Le Délit fait son bilan des débats des chefs. 

La dernière ligne droite d’une longue campagne fédérale s’entame. À moins de deux semaines du vote, les électeurs ont eu droit au déploiement du grand théâtre électoral, orchestré par de discrets mais ô combien importants stratèges dont la créativité s’exprime en concentré à travers les trois débats des chefs. 

Rétrospective.

D’abord organisé par The Globe and Mail à Calgary, puis à Montréal par Radio-Canada et TVA, les trois grands débats des chefs ont, cette fois encore, soulevé tantôt lassitude, tantôt amusement, tantôt intérêt sincère du public canadien. La dynamique de la campagne induite par les nombreux sondages a déterminé la teneur et le ton de chacun des trois débats. D’un conventionnel qui annonçait 78 jours fort monotones marqués par une tenace tendance nationale à rejeter sans plus de questions le gouvernement Harper au profit de l’option néo-démocrate, la campagne s’est finalement dynamisée. Au coeur des débats de cette 42ème campagne fédérale, une gradation exceptionnelle dans l’intensité émotive suscitée par les thèmes abordés : économie, déficit zéro, récession, transport du pétrole, niqab, nids de poule mangeurs de voiture et déclaration d’amour de Justin Trudeau à Gilles Duceppe.

Passionnante comptabilité

Le citoyen ordinaire, ne sachant que dire, parle de météo. Le politicien typique, lui, parle de gestion de la comptabilité étatique et, lorsque le goût du risque s’empare de lui, d’économie. Le premier débat organisé par The Globe and Mail a placé messieurs Trudeau, Harper et Mulcair dans les espaces importants et connus de l’économie et des finances publiques. Harper, sur ce terrain, partait avec une longueur d’avance en n’ayant qu’à défendre un bilan faisant honneur à ses engagements électoraux d’équilibre budgétaire et de baisses de taxes et d’impôts. La seule attaque possible contre son gouvernement doit se faire en soulignant l’inexactitude de sa prétention d’être arrivé à ses fins « sans couper dans les services publics », alors que Radio-Canada/CBC peine à survivre et que moult services scientifiques canadiens sont passés au tordeur budgétaire. 

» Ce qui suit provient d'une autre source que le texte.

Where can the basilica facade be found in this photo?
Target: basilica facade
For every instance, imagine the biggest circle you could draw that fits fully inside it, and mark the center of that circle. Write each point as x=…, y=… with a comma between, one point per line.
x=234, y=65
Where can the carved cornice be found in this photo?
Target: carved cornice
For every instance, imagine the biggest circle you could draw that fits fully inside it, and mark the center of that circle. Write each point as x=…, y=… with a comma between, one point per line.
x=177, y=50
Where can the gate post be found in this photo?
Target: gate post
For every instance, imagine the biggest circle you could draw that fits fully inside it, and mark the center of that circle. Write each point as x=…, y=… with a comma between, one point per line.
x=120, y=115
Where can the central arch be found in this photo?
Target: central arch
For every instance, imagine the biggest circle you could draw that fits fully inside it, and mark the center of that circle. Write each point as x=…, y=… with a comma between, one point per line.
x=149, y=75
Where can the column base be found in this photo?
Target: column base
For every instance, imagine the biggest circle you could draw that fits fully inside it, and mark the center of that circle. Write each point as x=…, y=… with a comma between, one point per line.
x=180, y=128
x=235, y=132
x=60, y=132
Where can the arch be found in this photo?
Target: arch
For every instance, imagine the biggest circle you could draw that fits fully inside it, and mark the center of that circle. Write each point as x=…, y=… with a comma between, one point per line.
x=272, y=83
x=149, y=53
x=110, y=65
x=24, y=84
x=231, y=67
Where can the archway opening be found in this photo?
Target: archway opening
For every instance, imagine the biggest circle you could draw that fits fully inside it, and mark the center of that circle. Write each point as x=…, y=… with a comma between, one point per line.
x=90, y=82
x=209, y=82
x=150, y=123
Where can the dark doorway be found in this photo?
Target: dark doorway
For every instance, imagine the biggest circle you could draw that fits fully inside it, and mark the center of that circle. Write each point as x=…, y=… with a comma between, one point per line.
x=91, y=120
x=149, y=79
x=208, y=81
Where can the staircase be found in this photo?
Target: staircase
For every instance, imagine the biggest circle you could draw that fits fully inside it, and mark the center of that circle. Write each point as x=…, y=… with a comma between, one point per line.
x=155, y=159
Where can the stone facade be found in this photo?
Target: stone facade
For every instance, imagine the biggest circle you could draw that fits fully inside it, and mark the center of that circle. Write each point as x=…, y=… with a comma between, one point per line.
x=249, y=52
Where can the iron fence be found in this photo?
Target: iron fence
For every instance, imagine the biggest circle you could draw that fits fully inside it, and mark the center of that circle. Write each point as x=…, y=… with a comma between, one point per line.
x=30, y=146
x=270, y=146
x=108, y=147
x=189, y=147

Pour le reste, des positions claires furent énoncées dans ce premier débat. Le Parti Libéral souhaite profiter de la faiblesse historique des taux d’intérêts pour emprunter et investir dans des secteurs clés. Surprise, le Nouveau Parti Démocratique (NPD) se positionne économiquement à droite des Libéraux en insistant sur l’atteinte du déficit zéro, nous rappelant tristement le gouvernement Couillard. Fait cocasse : c’est en l’absence de Gilles Duceppe à Calgary, entre trois politiciens qui ne cessent de chanter la mort de l’indépendantisme québécois, que la question nationale s’est le plus longuement fait entendre. Trudeau, Mulcair et Harper se sont alors livrés une longue lutte à savoir qui s’opposerait le plus vigoureusement aux terribles projets des souverainistes québécois.

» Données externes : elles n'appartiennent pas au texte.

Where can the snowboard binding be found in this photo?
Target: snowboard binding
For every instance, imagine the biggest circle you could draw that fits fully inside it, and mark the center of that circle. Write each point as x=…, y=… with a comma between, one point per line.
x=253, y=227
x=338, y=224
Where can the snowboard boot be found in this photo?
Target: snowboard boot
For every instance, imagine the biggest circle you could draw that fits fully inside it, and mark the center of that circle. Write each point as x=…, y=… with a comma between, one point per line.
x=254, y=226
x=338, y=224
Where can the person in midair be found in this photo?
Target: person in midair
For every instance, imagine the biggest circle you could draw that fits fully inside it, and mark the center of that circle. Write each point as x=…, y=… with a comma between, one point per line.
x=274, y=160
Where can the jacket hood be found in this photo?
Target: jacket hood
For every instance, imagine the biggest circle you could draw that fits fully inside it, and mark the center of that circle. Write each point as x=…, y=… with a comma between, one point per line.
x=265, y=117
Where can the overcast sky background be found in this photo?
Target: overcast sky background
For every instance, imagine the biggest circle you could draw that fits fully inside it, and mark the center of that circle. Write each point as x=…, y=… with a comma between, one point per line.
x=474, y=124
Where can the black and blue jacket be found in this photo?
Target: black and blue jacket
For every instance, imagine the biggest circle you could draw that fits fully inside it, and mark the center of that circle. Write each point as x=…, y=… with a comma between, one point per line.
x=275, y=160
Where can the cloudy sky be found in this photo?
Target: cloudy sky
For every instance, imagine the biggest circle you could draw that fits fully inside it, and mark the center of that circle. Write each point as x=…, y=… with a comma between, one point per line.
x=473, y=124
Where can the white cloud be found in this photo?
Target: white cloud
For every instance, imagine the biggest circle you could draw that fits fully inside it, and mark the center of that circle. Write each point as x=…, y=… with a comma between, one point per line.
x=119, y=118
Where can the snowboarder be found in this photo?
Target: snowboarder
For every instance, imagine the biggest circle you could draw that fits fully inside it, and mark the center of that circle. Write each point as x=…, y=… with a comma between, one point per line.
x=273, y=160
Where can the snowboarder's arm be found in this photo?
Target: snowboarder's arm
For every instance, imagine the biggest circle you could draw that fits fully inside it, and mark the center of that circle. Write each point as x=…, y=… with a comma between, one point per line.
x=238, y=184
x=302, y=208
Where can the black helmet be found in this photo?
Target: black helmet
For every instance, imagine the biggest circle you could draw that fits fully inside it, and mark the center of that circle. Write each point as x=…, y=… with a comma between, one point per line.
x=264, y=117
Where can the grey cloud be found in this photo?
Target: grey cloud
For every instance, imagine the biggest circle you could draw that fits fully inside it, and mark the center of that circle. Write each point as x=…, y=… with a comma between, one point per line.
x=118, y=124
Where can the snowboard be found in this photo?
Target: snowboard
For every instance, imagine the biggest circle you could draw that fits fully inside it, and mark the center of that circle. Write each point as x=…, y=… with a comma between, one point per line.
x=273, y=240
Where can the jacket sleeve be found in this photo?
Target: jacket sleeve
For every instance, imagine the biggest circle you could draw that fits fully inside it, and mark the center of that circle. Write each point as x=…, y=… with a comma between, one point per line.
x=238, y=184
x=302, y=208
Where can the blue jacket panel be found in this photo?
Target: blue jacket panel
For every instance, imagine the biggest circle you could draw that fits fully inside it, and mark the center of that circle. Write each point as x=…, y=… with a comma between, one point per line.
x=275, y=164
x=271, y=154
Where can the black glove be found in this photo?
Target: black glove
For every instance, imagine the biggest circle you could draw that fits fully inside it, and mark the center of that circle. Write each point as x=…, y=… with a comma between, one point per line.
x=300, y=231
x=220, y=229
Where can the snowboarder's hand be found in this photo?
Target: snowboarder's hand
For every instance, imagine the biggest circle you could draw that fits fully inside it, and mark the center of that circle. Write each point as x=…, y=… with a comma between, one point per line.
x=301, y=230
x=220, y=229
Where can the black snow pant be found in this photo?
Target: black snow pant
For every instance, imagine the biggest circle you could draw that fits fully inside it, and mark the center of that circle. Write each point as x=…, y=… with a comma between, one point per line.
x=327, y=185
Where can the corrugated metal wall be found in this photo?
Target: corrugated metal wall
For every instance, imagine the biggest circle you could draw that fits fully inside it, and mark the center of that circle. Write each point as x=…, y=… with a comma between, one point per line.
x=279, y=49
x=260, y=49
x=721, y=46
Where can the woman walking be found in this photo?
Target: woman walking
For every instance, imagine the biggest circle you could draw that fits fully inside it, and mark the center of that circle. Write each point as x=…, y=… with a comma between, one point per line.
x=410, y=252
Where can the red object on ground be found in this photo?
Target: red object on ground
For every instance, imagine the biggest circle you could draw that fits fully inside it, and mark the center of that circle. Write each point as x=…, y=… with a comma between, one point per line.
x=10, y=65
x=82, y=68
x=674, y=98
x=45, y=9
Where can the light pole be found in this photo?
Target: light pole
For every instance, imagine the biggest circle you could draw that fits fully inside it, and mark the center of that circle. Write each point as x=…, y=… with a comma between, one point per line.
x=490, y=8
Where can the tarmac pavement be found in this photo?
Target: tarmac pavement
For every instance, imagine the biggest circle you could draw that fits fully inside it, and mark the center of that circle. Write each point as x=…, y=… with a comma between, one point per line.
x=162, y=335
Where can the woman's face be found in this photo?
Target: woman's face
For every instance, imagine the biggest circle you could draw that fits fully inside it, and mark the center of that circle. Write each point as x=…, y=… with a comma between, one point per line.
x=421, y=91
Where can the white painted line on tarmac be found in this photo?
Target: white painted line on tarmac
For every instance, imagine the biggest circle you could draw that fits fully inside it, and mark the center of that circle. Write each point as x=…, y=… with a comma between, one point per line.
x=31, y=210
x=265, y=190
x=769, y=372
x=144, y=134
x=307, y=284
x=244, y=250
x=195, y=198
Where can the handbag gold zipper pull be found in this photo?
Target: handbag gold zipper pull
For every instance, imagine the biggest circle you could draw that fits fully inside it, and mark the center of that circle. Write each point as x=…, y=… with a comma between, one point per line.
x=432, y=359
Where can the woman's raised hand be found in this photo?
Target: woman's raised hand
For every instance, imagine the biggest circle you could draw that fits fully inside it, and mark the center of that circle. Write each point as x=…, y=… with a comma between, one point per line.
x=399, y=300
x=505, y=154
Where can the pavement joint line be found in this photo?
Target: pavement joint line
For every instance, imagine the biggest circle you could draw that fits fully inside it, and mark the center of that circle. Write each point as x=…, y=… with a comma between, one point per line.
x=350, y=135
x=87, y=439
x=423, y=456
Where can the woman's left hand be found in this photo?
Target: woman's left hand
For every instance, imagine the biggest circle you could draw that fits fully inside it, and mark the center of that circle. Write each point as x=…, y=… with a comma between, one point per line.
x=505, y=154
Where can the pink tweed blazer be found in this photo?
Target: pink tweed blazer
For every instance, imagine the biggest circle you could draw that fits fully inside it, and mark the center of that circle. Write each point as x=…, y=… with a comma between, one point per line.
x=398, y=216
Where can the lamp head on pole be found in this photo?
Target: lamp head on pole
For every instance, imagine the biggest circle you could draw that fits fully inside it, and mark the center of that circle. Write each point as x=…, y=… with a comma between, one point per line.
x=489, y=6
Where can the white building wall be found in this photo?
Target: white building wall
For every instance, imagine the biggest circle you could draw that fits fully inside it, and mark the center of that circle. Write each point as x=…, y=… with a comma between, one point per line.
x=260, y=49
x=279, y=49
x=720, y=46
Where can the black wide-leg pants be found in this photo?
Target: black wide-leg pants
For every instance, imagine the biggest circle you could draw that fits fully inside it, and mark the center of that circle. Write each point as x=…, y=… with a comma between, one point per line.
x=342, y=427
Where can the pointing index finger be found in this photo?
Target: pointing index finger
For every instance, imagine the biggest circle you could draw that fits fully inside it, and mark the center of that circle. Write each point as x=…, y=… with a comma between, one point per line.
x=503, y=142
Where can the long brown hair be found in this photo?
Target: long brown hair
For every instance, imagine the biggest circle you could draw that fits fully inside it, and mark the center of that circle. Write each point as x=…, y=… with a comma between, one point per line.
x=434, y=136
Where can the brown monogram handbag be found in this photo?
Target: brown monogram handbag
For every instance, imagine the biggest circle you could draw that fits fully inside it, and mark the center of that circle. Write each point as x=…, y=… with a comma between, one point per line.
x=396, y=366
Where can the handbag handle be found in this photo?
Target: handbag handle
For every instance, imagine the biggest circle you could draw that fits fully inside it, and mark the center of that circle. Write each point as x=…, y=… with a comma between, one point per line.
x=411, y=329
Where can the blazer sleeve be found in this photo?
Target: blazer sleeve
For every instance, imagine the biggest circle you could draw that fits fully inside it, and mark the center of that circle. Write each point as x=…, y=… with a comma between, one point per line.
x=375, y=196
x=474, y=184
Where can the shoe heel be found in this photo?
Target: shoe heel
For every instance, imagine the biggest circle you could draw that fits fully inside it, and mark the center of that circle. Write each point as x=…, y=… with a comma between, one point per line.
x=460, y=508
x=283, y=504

La puissance émotive des enjeux de division

Puis, comme un coup de tonnerre dans un ciel sans nuages, est apparu dans le paysage électoral un sombre niqab planant lugubrement devant le soleil des droits et devoirs civiques canadiens. Le vent a tourné, les stratèges conservateurs ont sévi, armés de la puissance surprenante des enjeux de division. Doit-on ou non permettre le vote et l’assermentation de nouveaux citoyens voilés par un niqab ? Il n’en fallait pas moins pour déchaîner les passions et changer de bout en bout l’orientation de la campagne électorale et, conséquemment, des débats. Le second débat, organisé par Radio-Canada et modéré par l’effacée Anne-Marie Dussault, s’est avéré prendre la forme d’un échange échevelé entre May, Trudeau, Harper et Mulcair. Gilles Duceppe qui, pourtant, attaquait avec pertinence et droiture chacun d’eux a été ignoré tout au long de la soirée. 

Les thèmes habituels furent abordés sans surprise, les différents partis se démarquant surtout quant à leurs positions sur le vote voilé – Harper et Duceppe s’y opposant. Les stratégies à adopter dans la lutte contre l’État Islamique ont aussi été débattues. Mulcair, May et Trudeau ont rejeté l’intervention armée, Harper en a fait l’apologie et Duceppe a adopté une position intermédiaire. Le dernier débat opposant Trudeau, Harper, Mulcair et Duceppe a donné lieu aux mêmes affrontements dans un contexte beaucoup plus organisé et intéressant. 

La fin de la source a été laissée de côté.